I'll post another update at the end of the course in March.

February 1, 2013

Lines vs. Bars for Categorical Data

I recently commented on a thread started by Joey Cherdarchuk in the LinkedIn Data Visualization group. The thread discusses Joey's reworking of an infographic about social media demographics. Joey used diverging stacked bar charts to significantly improve upon the original, which used pie charts. You can read Joey's blog post in full here.

I suggested an alternative would be to use a simple line chart. This is a technique often advocated by Kaiser Fung on his excellent Junk Charts blog. Here's an example of his approach. Many people react negatively to this technique as you can see in the comments section of Kaiser's post. Here's his response:
You won't be the only reader to feel this way. Over the years, I have had complaints from readers about lines connecting categorical data every time I put up such a chart. Here's my reasoning: follow your eyes as you read a dot plot, you are visually tracing the lines that I have drawn, why not just draw the lines?
I happen to agree with Kaiser; using lines helps tie together the separate data points so you can more easily see trends and make comparisons.

I applied this treatment to the social demographics data from the original infographic. You can see the results below (interactive version here):



This approach certainly has its merits. You can clearly see that for most social media platforms, participation rates increase with age. Google+ is the obvious exception and the trend for Reddit is flat. As you'd expect, the trend is most stark for LinkedIn; the professional network.

The interactive version also has examples of the data plotted using point charts and bar charts (stacked and clustered). None of which I feel work as well as the simple line chart. For example, here's a clustered bar chart.



I think it's important not to reflexively rule out line charts when dealing with categorical data as the technique can yield useful insights.

Update (2013-02-22)

During further discussion on the LinkedIn Data Visualization group, Bill Droogendyk referenced an excellent article on the subject of visualizing quantitative data by one of my favourite viusualization thought leaders, Steven Few. The article entitiled "Quantitative vs. Categorical Data: A Difference Worth Knowing" discusses the different types of categorical data:
  • nominal
  • ordinal
  • interval
Using Few's nomenclature, the Age axis used in the charts above is an interval scale, for which Few recommends line (and bar) charts.
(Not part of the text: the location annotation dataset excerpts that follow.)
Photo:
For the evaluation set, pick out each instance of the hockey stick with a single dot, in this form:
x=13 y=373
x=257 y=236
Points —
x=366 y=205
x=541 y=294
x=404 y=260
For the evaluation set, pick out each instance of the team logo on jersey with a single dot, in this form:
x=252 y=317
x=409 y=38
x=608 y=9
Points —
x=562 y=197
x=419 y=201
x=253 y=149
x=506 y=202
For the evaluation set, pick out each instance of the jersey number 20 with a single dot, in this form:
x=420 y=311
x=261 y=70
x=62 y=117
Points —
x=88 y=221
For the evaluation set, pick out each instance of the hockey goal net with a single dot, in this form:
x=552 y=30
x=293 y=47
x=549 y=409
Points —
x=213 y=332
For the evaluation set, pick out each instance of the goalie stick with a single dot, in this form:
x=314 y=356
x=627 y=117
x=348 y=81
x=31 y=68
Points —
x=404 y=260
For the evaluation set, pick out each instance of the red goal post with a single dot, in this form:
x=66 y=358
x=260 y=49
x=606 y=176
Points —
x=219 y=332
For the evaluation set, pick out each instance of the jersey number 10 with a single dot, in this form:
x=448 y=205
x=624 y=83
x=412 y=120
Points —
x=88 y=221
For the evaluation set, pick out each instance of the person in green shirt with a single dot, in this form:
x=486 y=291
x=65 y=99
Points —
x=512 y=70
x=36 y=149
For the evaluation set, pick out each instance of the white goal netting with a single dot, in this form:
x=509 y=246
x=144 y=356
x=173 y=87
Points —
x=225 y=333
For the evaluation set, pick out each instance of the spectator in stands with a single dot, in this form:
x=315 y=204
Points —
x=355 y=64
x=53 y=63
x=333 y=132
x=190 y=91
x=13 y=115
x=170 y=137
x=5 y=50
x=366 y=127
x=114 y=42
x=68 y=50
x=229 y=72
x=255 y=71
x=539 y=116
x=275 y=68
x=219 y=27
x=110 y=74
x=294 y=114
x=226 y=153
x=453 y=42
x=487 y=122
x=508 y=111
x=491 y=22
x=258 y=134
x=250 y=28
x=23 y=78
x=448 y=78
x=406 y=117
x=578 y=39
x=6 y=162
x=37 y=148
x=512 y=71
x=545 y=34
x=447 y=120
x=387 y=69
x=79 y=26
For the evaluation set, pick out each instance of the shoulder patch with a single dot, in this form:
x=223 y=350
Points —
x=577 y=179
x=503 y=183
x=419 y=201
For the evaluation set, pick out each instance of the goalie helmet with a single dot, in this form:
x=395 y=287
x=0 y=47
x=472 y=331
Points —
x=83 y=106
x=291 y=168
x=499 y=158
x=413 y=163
Kaiser Fung's example uses an ordinal scale. At first glance some interpret it as nominal but fail to notice the following treatment:
I sorted the schools by the ratio of three-pointers to midrange jump shots.

By ranking the schools, the scale Fung uses is ordinal. Now here is where Fung and Few differ. Few advises against using line charts with ordinal scales, whereas Fung does so quite often.

I sit on the fence: I reckon it's worth considering a line chart for categorical data (interval & ordinal) and seeing for yourself.